Our last day part 1 - Fromelles and Passchendaele

We use the quiet time after breakfast to pack our suitcases given we travel home tomorrow and it will be late by the time we return tonight. The phone rings and it is the tour operator with a questionable story about not being able to take us today. Her car is not safe, and a tyre needs replacing, and it will take several hours, and, and... Fortunately another battlefield guide has agreed to absorb us into his group at the last minute. The operator promises to call me at lunchtime to make sure everything is going okay... it's a call that never comes.

After Ken's quiet and measured delivery yesterday, it is a bit of a shock to the system when we meet Phil. He's loud, extremely ocker and very much a showman. It's a bit grating at first but he proves himself just as knowledgeable and has amazing energy to look after such a big group for what turns out to be a 12-hour day. Yesterday our group of four spread out in an 8-seater van. There is no such luxury today. The van is the same size but it is full so we are squeezed uncomfortably into the back and must clamber in and out over seats all day. The car is followed by a coach with three generations of an Australian extended family. At every stop our group swells to around 20 people so it gets a bit noisy and crowded. 

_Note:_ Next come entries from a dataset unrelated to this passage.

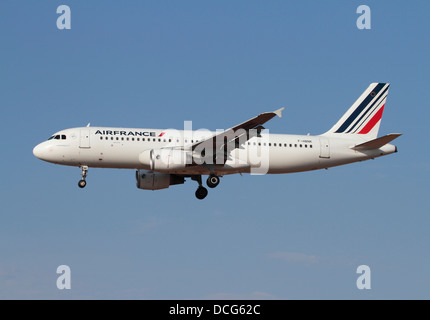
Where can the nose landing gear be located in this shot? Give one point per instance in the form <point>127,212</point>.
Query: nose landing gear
<point>82,183</point>
<point>201,191</point>
<point>212,181</point>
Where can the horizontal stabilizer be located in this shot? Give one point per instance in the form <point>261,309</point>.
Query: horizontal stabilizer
<point>377,143</point>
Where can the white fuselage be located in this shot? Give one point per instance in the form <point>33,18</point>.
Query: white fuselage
<point>101,147</point>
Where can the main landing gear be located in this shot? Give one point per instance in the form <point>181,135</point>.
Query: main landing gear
<point>82,183</point>
<point>201,191</point>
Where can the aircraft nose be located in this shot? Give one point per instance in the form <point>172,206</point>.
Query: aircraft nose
<point>37,151</point>
<point>40,151</point>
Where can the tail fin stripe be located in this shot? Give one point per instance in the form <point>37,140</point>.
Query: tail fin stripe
<point>361,123</point>
<point>377,102</point>
<point>361,107</point>
<point>369,126</point>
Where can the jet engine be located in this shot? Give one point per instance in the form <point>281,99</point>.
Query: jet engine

It is a full day, we cover plenty of ground and familiar place names and events finally assume greater meaning as we witness the landscapes for ourselves. Our first stop continues on from the sites in the Somme that we saw yesterday. At the Beaumont-Hamel Newfoundland Memorial, the trench lines and battlefields have been preserved. Unlike elsewhere in the region where the ground has been filled in and levelled, the extreme undulations from artillery bombardment are still evident even though the forest is reclaiming the ground. 

WWI preserved battlefield
Pockmarked earth is all that remains of this WWI battlefield
It's still possible here to see just how close the enemy lines were. I expect to feel misery, hurt or some other lingering negative presence from the hell that happened here, and yet surprisingly there is only peace. It's a feeling that pervades all the sites we visit and is what I end up taking away with me from these two days touring battlefields. Perhaps it is the great deference with which the dead are remembered and tended, or the way Nature is reclaiming all of these sites, but there is only peace now. In the morning sunshine, the trench remnants now dance with only wildflowers and butterflies.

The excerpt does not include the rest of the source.